Being that summer is already halfway over, and I hadn’t read any of the classics yet this year, I decided it is high time I read one!
Northanger Abbey, the one Austen novel I had not yet read then, was a natural choice.
Catherine Morland is young, inexperienced, and naive. Catherine also loves to read Gothic romance, and is given to forming her opinions based upon her reading of novels. Thus the reader will not be too surprised to discover Catherine making mistakes and suppositions with both the relationships that she forms and the places that she visits.
The story takes shape when Catherine, who has grown up with a sheltered life in the country, is invited to spend some time in Bath with old family friends, the Allens. There she meets and makes some new acquaintances, who will have a great effect on Catherine’s outlook, her insight into human foibles, and will even result in changes to her future.
Austen’s writing did not disappoint! For instance, the reader can deduct much of Mrs. Allen’s character from just the following:
“Mrs. Allen was now quite happy – quite satisfied with Bath. She had found some acquaintance, had been so lucky too as to find in them the family of a most worthy old friend; and, as the completion of good fortune, had found these friends by no means so expensively dressed.”

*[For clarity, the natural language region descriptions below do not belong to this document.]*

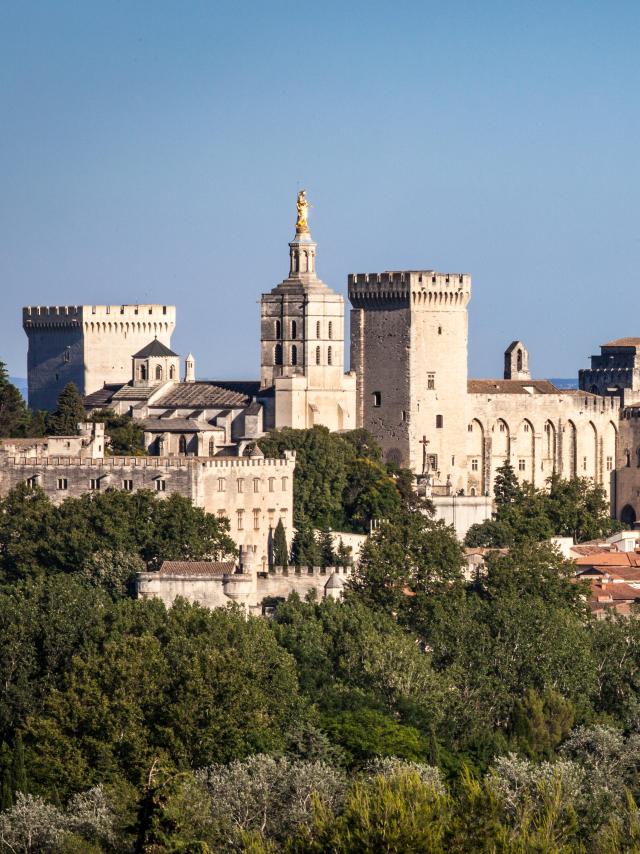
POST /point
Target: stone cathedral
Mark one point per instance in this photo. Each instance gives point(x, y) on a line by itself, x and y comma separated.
point(408, 385)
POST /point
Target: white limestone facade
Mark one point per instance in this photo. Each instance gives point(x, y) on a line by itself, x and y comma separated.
point(254, 493)
point(89, 345)
point(409, 350)
point(302, 347)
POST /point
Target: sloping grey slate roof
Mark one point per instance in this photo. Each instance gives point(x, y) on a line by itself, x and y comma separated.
point(102, 396)
point(201, 395)
point(193, 567)
point(154, 348)
point(177, 425)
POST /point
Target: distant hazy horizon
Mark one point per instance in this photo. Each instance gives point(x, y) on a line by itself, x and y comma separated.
point(153, 153)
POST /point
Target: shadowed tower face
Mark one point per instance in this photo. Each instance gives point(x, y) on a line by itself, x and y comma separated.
point(89, 345)
point(302, 341)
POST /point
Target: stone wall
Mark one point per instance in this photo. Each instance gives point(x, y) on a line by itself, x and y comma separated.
point(253, 493)
point(88, 345)
point(571, 433)
point(245, 589)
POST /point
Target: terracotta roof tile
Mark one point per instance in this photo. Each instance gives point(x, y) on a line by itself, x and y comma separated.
point(199, 567)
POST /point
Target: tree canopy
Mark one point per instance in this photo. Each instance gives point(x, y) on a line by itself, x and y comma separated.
point(575, 508)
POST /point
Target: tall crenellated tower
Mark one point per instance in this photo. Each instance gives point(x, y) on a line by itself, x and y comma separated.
point(302, 342)
point(89, 345)
point(409, 351)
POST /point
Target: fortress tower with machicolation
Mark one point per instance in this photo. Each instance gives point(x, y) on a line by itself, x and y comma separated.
point(409, 351)
point(89, 345)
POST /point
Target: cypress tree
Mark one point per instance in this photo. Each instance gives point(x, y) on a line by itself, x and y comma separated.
point(18, 771)
point(327, 552)
point(304, 548)
point(68, 414)
point(280, 548)
point(506, 487)
point(14, 415)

Although this novel does not have a lot happening to move the plot forward (and therefore can be described as ‘character-driven’ rather than ‘plot-driven’), there is enough suspense to keep the reader’s interest. Will Catherine’s eyes be opened to the true nature of her newly found friend Isabella, and her brother Mr. Thorpe? Will Mr. Thorpe succeed in his pursuit of Catherine? How will Catherine, who is so inexperienced, handle the falsehoods and deceptions cast upon her character? And finally, will Henry Tilney be able to overcome his father’s opposition, and gain his admirer’s hand?
Austen’s wit and love of satire is, of course, present in “Northanger Abbey” just as much as in her other novels:
“It would be mortifying to the feelings of many ladies, could they be made to understand how little the heart of man is affected by what is costly or new in their attire; how little it is biassed by the texture of their muslin, and how unsusceptible of peculiar tenderness towards the spotted, the sprigged, the mull or the jackonett.”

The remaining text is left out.